Third is "The Murders in the Rue Morgue", an Edgar Allen Poe adaption by Al Hewetson, with art by Cesar Lopez. The investigator Auguste Dupin is called upon for a strange case where a woman and her daughter are found killed in their trashed room. The daughter is found stuffed in the chimney while the mother's head falls off once her body is taken a hold of. Yet oddly enough there are no valuables taken from the room and the only way the killer could have gotten out was through the window, several stories high. Through the investigation Dupin figures out that the killer is an orangutan, brought to the town in secret by a man who was hoping to sell it. The orangutan became interested in the man shaving and started playing with a razor. Fleeing from the man, it went into the victim's room, trying to shave the mother only to nearly cut her head off instead, and killed the daughter when she screamed before fleeing out the window. The orangutan is soon brought to captivity. This is a fairly good adaption of this rather lesser known, but ingenious Poe tale.

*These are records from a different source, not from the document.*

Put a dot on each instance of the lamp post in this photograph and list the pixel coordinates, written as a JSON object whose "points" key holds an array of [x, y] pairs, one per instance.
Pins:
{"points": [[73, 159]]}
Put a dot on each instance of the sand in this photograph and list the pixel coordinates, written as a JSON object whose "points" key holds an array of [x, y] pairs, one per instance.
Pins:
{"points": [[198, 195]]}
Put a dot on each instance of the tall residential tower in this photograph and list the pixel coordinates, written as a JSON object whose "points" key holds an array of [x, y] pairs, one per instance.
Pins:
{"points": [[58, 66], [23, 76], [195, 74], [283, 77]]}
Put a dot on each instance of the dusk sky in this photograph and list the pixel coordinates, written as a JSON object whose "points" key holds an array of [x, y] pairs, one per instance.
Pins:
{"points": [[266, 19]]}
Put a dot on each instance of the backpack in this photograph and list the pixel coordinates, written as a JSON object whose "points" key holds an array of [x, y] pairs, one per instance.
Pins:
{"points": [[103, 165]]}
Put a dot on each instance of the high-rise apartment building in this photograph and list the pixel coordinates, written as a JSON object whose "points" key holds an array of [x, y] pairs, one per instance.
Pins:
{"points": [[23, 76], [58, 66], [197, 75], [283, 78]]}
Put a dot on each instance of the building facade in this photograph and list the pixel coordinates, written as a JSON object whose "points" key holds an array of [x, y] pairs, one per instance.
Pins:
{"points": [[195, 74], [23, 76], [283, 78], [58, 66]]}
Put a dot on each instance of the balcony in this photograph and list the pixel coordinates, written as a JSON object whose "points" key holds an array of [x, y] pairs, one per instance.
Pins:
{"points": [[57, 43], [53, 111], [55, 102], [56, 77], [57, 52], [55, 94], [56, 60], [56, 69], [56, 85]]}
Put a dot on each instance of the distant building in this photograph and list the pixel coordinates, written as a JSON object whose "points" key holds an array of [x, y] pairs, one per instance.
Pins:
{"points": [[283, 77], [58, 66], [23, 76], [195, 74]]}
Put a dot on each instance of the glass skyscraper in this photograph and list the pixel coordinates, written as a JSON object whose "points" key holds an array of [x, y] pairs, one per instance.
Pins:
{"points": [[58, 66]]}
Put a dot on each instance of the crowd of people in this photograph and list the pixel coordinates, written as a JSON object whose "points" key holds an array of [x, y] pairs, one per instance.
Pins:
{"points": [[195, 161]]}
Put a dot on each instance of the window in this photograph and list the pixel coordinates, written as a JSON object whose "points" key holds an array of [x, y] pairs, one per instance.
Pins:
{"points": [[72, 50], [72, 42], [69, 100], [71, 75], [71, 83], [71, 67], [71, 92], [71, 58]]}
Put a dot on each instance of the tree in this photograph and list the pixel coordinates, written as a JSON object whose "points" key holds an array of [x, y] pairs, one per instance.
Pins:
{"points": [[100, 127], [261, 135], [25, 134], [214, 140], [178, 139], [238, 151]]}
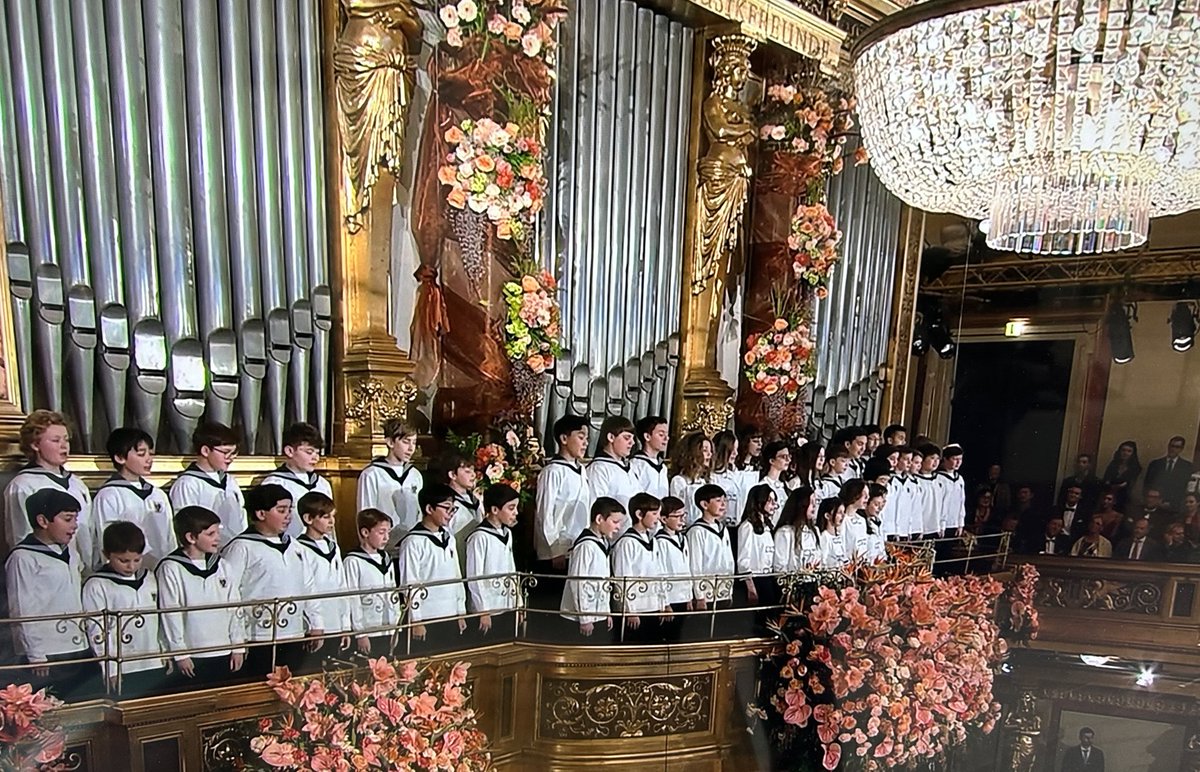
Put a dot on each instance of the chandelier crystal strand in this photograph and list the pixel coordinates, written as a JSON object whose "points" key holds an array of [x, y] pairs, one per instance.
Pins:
{"points": [[1068, 124]]}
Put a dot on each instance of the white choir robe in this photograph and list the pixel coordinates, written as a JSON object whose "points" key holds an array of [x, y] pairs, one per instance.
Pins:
{"points": [[31, 478], [375, 614], [833, 550], [490, 554], [184, 584], [323, 560], [651, 474], [587, 594], [43, 580], [425, 557], [298, 484], [953, 500], [268, 568], [712, 561], [676, 566], [120, 634], [756, 551], [215, 491], [928, 503], [613, 478], [564, 507], [142, 503], [685, 490], [393, 490], [637, 573], [790, 557]]}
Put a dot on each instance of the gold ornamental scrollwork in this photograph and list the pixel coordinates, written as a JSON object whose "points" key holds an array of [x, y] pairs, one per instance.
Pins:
{"points": [[629, 707], [372, 69], [711, 417], [373, 401], [723, 172]]}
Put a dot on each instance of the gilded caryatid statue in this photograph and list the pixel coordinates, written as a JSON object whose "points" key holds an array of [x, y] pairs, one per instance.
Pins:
{"points": [[724, 173], [373, 60]]}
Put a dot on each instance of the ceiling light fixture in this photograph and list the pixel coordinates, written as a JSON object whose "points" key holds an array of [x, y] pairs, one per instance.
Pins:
{"points": [[1067, 124]]}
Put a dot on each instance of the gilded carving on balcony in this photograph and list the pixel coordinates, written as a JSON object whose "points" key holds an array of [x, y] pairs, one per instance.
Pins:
{"points": [[1127, 597], [629, 707]]}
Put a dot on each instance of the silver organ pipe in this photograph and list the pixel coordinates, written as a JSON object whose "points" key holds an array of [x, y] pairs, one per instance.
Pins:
{"points": [[99, 166], [622, 114], [264, 69], [315, 204], [33, 154], [162, 178], [858, 309], [292, 178], [135, 208], [19, 279], [66, 193], [205, 144], [241, 191]]}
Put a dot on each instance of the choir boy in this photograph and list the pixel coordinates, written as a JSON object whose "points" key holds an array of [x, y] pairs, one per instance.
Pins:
{"points": [[611, 472], [42, 578], [391, 483], [953, 491], [711, 552], [637, 570], [46, 443], [490, 554], [208, 483], [429, 556], [298, 473], [672, 548], [563, 496], [195, 575], [587, 592], [126, 590], [323, 563], [372, 617], [269, 566], [127, 495], [649, 465]]}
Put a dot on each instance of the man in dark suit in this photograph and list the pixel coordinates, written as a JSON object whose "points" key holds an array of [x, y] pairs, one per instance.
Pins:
{"points": [[1140, 546], [1085, 756], [1169, 474]]}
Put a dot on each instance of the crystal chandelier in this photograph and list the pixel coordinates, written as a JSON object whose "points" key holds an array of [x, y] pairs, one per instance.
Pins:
{"points": [[1067, 124]]}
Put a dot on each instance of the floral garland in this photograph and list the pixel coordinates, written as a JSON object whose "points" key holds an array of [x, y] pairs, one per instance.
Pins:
{"points": [[883, 675], [781, 360], [526, 25], [496, 171], [394, 716], [813, 245], [28, 737]]}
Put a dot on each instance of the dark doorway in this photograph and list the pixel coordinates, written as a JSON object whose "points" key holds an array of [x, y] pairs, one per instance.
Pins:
{"points": [[1009, 405]]}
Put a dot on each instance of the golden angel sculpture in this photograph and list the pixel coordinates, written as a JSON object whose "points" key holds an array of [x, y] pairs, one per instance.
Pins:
{"points": [[373, 60], [724, 173]]}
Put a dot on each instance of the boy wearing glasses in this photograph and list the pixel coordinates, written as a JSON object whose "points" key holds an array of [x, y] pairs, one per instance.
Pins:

Fourth is "The Stranger is the Vampire" by Al Hewetson (story) and Paul Pueyo (art). A vampire has plagued the town of Coretta, Spain. The mayor gets together a group of vigilantes to slay the vampire, believing it to be a stranger who has recently appeared in town. The group decides to watch the stranger with everything he does, wanting to catch him in the act so they don't kill an innocent man. A barmaid is killed, as is the man who was watching the stranger, so they head to where he is staying, wanting to drag him out into the sunlight as evidence he is a vampire. As they drag him out, they find the real vampire, in the act of killing his victim. They are able to kill the vampire, finding him to be an old man they suspected at first, but thought to be dead. We then find out that the stranger, who was left on his own once the vampire appeared, really is a vampire himself! A pretty good ending to this story, although I can't help but have some disappointment at it being so similar in nature to "My Flesh Crawls". Also Pueyo's art is rather mediocre compared to the strong art jobs around it.
"In His Master's Blood"

We conclude with a return to the Tales Out of Hell series with "In His Master's Blood" by Al Hewetson (story) and Jesus Duran (art). The young boy, Walter Thurber, under hypnosis tells of the past lives he has had, this time speaking of how he was the son of Rasputin, Myshkin. He speaks of how Rasputin was actually a vampire, and one night reveals this to him, beating him while in bat form. Myshkin grows to adult age, neither he nor his father having revealed he was Rasputin's son and plots to kill him with an ax. He fails to kill his father, but later receives aid from a Prince Felix. Rasputin is fed poison and then shot, but neither kills him. He is then bound and thrown into the icy water. Myshkin is pursued by vampire bats right after though and becomes a vampire himself. Wondering if his father is still alive, Myshkin jumps into the icy water and finds that his father is indeed dead. But he has trouble making it up to the surface and hours later when he does, is mistaken for Rasputin and slain. As the story ends, we are previewed the next past life that Walter will speak of, that of the Marquis de Sade. While I didn't care for the first story in this series, this one was pretty strong. The tale of Rasputin has always been an interesting one, and him being a vampire is a good fictional explanation for why he was so hard to kill. While I think this series had a lot of potential to get into a lot more real life, historical "monsters", this would be the final story due to the eminent end of the Skywald line.